While developing a program the other day, I had to convert an ASCII string into a Unicode string. I’m working on Windows with Visual Studio 2012, by the way. I noticed some strange behaviour with the Win32 function MultiByteToWideChar which I couldn’t sort out. I wrote some test code, below:
int main()
{
/* Create const test string */
char str[] = "test string";
/* Create empty wchar_t buffer to hold Unicode form of above string, and initialize (zero) it */
wchar_t *buffer = (wchar_t*) LocalAlloc(LMEM_ZEROINIT, sizeof(wchar_t) * strlen(str));
/* Convert str to Unicode and store in buffer */
int result = MultiByteToWideChar(CP_UTF8, NULL, str, strlen(str), buffer, strlen(str));
if (result == 0)
printf("GetLastError result: %d\n", GetLastError());
/* Print MultiByteToWideChar result, str's length, and buffer's length */
printf_s(
"MultiByteToWideChar result: %d\n"
"'str' length: %d\n"
"'buffer' length: %d\n",
result, strlen(str), wcslen(buffer));
/* Create a message box to display the Unicode string */
MessageBoxW(NULL, buffer, L"'buffer' contents", MB_OK);
/* Also write buffer to file, raw */
FILE *stream = NULL;
fopen_s(&stream, "c:\\test.dat", "wb");
fwrite(buffer, sizeof(wchar_t), wcslen(buffer), stream);
fclose(stream);
return 0;
}
As you can see, it simply takes an ordinary character string, creates a buffer to store the Unicode string in, puts that converted Unicode string into the buffer, and shows me some results, also writing the buffer to a file.
The output:
MultiByteToWideChar result: 11
'str' length: 11
'buffer' length: 16
Already weird. The function is processing the correct number of characters in the C string, but wcslen is reporting the output buffer to be longer than the C string! I’m pretty sure I allocated the buffer correctly, too.

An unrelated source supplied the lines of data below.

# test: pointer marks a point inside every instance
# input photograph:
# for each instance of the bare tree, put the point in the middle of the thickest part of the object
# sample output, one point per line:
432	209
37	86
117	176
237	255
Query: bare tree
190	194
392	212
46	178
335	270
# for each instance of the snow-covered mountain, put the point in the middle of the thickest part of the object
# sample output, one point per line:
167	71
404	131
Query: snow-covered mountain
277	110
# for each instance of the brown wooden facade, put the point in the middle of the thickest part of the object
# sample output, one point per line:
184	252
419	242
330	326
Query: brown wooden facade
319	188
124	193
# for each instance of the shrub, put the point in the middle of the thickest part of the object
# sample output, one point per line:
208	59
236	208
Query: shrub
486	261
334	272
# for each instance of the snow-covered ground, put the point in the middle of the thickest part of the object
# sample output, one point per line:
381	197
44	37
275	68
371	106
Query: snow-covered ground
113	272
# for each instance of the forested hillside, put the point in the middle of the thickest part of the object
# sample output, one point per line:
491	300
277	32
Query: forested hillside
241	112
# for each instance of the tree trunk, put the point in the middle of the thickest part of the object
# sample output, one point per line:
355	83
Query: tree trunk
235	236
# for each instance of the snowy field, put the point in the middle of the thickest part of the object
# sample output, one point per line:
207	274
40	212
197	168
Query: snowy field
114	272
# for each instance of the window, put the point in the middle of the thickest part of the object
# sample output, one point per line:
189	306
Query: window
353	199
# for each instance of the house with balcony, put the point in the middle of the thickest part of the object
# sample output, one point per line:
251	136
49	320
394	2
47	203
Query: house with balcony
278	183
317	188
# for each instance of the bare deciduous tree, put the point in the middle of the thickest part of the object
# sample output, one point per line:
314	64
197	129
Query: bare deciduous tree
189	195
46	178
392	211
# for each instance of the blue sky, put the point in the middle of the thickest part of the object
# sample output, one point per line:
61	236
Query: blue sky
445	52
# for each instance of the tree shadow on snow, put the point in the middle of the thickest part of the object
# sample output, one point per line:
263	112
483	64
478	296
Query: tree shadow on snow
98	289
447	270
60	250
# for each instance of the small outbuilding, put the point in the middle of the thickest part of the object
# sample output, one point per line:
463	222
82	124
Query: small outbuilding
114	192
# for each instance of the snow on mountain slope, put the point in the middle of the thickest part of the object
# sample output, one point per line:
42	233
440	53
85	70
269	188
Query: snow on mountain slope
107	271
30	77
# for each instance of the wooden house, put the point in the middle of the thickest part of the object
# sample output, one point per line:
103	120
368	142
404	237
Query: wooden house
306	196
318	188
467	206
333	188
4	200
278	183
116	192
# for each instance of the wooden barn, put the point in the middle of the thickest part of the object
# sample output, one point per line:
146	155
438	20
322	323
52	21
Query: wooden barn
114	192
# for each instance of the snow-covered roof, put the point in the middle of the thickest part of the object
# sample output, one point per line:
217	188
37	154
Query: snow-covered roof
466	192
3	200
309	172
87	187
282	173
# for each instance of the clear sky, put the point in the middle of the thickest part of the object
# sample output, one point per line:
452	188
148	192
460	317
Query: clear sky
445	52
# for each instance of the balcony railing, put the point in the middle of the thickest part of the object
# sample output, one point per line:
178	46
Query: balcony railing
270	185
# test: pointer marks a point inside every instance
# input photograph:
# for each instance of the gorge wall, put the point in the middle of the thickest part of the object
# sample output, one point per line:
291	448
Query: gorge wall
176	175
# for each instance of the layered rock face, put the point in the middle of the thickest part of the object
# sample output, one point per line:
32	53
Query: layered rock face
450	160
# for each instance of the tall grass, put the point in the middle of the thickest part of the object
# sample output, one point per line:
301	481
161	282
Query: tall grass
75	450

I’ve tried using different sized string lengths, but there’s always junk at the end, and wcslen always reports the buffer’s length to be a multiple of 4.
Finally, for this particular string ("test string"), here’s the raw buffer that was printed to file:
74 00 65 00 73 00 74 00 20 00 73 00 74 00 72 00 t.e.s.t. .s.t.r.
69 00 6E 00 67 00 AB AB AB AB AB AB AB AB EE FE i.n.g...........
(That’s 32 bytes, or 16 Unicode characters.)
The 10 bytes at the end are five characters; four U+ABAB, and one U+FEEE, which are meaningless to me.
In different amounts, they occur every time I try converting a string.
I’m kinda out of ideas. Anyone?
Thanks in advance!
This is really where the problem started. The value of strlen(str) is meaningless, especially so when the input string is encoded in utf-8. You tend to get away with it by accident because it usually creates a buffer that’s too long, not counting the off-by-one bug.
But you would also have easily avoided that bug by doing it the Right Way. You must call the function twice. The first time, pass 0 for the last argument (cchWideChar). The function returns the required size of the buffer (chars, not bytes). Which is now good enough to allocate the buffer and pass the correct value the second time you call the function.